Cluster Analysis

Key Concepts and Terms

Cluster analysis, also called segmentation analysis or taxonomy analysis, is similar in purpose to Q-mode factor analysis -- both seek to identify homogenous subgroups of cases in a population. That is, cluster analysis seeks to identify a set of groups which both minimize within-group variation and maximize between-group variation. Other techniques, such as latent class analysis, also perform clustering and are discussed separately.

Distance. The first step in cluster analysis is establishment of the similarity or distance matrix. This matrix is a table in which both the rows and columns are the units of analysis and the cell entries are a measure of similarity or distance for any pair of cases.
- Euclidian distance is the most common distance measure. A given pair of cases is plotted on two variables, which form the x and y axes. The Euclidian distance is the square root of the sum of the square of the x difference plus the square of the y distance. (Recall high school geometry: this is the formula for the length of the third side of a right triangle.)
- K-means cluster analysis. K-means cluster analysis uses Euclidian distance. Initial cluster centers are chosen in a first pass of the data, then each additional iteration groups observations based on nearest Euclidian distance to the mean of the cluster. Thus cluster centers change at each pass. The process continues until cluster means do not shift more than a given cut-off value or the iteration limit is reached.
  - In SPSS, after choosing Analyze, Cluster, K-Means Cluster Analysis, the dialog box allows you the option to specify initial cluster centers. This is done by checking the "Read initial from" box in the "Cluster Centers" are of the dialog box, then clicking on the FILE button. The file referenced after pressing the FILE button (called the "center file") must have as its first column a variable named "cluster_". The additional columns are the same variables you specified in the dialog box, though they need not be in the same order.
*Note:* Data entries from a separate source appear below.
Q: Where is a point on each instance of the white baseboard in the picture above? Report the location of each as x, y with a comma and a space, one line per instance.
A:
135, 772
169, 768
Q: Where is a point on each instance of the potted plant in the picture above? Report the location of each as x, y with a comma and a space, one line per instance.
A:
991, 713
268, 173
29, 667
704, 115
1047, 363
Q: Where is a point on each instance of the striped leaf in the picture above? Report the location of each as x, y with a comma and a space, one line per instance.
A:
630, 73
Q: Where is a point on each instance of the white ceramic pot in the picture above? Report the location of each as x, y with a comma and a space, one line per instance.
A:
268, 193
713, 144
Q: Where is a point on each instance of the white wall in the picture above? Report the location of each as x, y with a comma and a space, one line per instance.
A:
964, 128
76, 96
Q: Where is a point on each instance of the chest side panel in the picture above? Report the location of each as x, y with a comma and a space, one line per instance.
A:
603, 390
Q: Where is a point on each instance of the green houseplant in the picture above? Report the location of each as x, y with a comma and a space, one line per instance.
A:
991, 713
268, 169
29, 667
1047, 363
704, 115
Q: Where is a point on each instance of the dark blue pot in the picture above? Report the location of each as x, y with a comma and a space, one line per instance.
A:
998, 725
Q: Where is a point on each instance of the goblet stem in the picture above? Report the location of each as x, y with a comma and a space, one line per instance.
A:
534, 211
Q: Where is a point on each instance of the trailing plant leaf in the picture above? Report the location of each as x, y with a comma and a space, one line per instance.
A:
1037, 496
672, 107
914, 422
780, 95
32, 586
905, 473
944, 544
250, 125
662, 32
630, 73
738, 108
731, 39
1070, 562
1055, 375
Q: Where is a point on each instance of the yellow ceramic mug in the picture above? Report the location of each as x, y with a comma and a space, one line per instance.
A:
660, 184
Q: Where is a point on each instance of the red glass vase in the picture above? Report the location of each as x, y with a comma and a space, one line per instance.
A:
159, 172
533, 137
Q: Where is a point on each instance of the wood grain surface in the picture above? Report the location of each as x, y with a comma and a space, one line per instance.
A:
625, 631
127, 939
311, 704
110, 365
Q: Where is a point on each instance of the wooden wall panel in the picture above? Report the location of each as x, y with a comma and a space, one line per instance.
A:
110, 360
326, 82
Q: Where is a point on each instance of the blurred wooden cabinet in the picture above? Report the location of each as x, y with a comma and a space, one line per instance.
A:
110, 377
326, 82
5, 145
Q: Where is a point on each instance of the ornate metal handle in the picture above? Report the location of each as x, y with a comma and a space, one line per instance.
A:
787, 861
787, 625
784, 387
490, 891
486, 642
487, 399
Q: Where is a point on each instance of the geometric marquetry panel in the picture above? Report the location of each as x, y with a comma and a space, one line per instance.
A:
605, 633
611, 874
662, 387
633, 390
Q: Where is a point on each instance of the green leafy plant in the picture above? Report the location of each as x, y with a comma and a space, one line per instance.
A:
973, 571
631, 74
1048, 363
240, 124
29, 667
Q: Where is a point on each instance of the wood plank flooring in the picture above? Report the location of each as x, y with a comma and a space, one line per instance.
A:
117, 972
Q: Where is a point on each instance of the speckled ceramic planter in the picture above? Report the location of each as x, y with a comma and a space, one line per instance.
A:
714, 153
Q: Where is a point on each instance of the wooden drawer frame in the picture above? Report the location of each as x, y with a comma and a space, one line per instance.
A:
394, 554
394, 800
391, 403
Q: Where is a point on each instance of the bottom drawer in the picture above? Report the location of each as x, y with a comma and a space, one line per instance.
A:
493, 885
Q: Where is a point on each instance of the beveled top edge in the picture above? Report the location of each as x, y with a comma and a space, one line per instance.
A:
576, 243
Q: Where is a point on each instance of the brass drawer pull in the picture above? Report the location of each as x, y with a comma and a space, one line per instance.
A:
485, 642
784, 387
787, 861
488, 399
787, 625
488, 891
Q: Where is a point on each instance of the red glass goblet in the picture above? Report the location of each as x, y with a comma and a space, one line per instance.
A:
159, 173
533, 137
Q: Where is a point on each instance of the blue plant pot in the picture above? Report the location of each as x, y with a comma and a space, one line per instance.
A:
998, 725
You may have additional variables in the center file beyond those specified in the dialog box -- these will be ignored. There will be one row for each cluster and you must have at least as many rows as the number of clusters you asked for in the dialog box. The values of cluster_ are 1, 2, 3, ... , K", were K is the number of clusters.
    The SPSS Cluster procedure (Analyze, Cluster, Hierarchical Cluster Analysis) generates all possible clusters of sizes 1...K, but may be used only for relatively small samples. One may wish to use the Cluster procedure on a sample of cases (ex., 200) to inspect results for different numbers of clusters. The optimum number of clusters depends on the research purpose. Identifying "typical" types may call for few clusters and indentifying "exceptional" types may call for many clusters. After using Cluster to determine the desired number of clusters, the researcher may wish then to analyze the entire dataset with the Quick Cluster procedure (Analyze, Cluster, K-Means Cluster Analysis), specifying that number of clusters.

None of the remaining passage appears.